About 20 years ago, when the Johnson Mountain Boys called it quits, there were serious fears for the future of bluegrass music. Those fears seem quaint now, for bluegrass is everywhere. Witness the emergence of Bearfoot, from the unlikely locale of Anchorage, Alaska. Their style is something like that of another contemporary group, the Australian-British trio the Greencards. Bearfoot runs bluegrass camps in Alaska, so you can pack your kids off to that scenic state to be initiated into the mysteries of the mandolin and to learn to carry on this American tradition for themselves.

Of course, the tradition has changed as it has come up out of the hollows and farms of Appalachia and the mid-South; musicians who’ve grown up with pop and jazz and singer-songwriter folk have mixed the classical style with what they know, and they use the acoustic instruments of bluegrass as a kind of distillation of other styles (Bearfoot’s label, Compass, also records and markets jazz). Bearfoot is one of a number of new bands that look both forward and back: many of their original songs are guitar-based, folky creations that reflect, or seem to reflect, personal experiences, but they also do traditional songs and other pieces that draw on the old-time upbeat string band music from which bluegrass was born in the 1930s and 1940s.

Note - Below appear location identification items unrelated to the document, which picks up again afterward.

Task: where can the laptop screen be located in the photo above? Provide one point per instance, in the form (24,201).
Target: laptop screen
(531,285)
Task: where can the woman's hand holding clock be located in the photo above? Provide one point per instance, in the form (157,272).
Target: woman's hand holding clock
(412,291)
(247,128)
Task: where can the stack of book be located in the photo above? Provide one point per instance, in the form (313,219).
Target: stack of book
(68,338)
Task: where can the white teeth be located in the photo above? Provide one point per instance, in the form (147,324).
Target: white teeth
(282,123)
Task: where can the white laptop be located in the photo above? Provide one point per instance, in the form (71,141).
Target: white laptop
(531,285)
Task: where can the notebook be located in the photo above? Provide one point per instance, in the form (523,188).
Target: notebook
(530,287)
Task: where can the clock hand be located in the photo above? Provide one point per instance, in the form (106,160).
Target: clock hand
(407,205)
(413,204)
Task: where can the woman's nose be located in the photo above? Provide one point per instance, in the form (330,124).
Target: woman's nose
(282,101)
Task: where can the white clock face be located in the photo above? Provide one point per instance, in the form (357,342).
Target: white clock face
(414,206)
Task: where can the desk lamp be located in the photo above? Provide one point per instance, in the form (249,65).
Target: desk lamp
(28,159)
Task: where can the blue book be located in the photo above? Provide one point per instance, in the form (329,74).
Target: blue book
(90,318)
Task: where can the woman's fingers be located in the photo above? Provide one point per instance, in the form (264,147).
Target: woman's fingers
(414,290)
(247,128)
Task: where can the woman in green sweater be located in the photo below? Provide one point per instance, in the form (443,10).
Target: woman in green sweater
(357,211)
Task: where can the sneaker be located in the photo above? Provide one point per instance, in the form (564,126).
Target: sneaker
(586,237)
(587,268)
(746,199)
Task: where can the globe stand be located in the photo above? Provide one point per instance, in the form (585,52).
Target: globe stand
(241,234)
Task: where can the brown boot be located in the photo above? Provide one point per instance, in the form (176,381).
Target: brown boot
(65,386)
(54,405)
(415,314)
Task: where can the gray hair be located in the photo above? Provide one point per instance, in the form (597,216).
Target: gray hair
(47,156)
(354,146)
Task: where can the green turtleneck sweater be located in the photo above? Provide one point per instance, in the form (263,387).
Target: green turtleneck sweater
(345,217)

Bearfoot’s gender composition–three women and two men–would have been unusual indeed in the classic era, and some of these old-time or old-timey pieces have a feminist tinge that Bearfoot shares with other young groups like the Ann Arbor-originated Uncle Earl. The group teases out traditional songs like “Single Girl” that come from a wryly painful female perspective, and to go with them they offer originals like “Caroline” that expand on traditional ideas: “Caroline’s comin’ into town / She’s got a black eye, big and round. / Caroline’s got her dancing shoes; / She ain’t got a thing to lose.”

Most of Bearfoot’s music is on the slower and mellower side, though, and the bluegrass banjo, fiddle, and mandolin ornament the work of Mike Mickelson’s guitar at the center of the song. Lead singer Odessa Jorgensen, formerly of the California old-time band the Biscuit Burners, has a voice with a sort of rough delicacy. Her range is limited, but the group’s harmonies, both vocal and instrumental, are subtle and inventive. They do a nifty cover of the Beatles’ “Don’t Let Me Down,” which you might think was the Beatles song least susceptible to bluegrass translation.

One of a couple of new bluegrass bands the Ark is bringing to town after the New Year (NewFound Road arrives just three days later), Bearfoot appears on a double bill with the Irish band Solas on Thursday, January 14.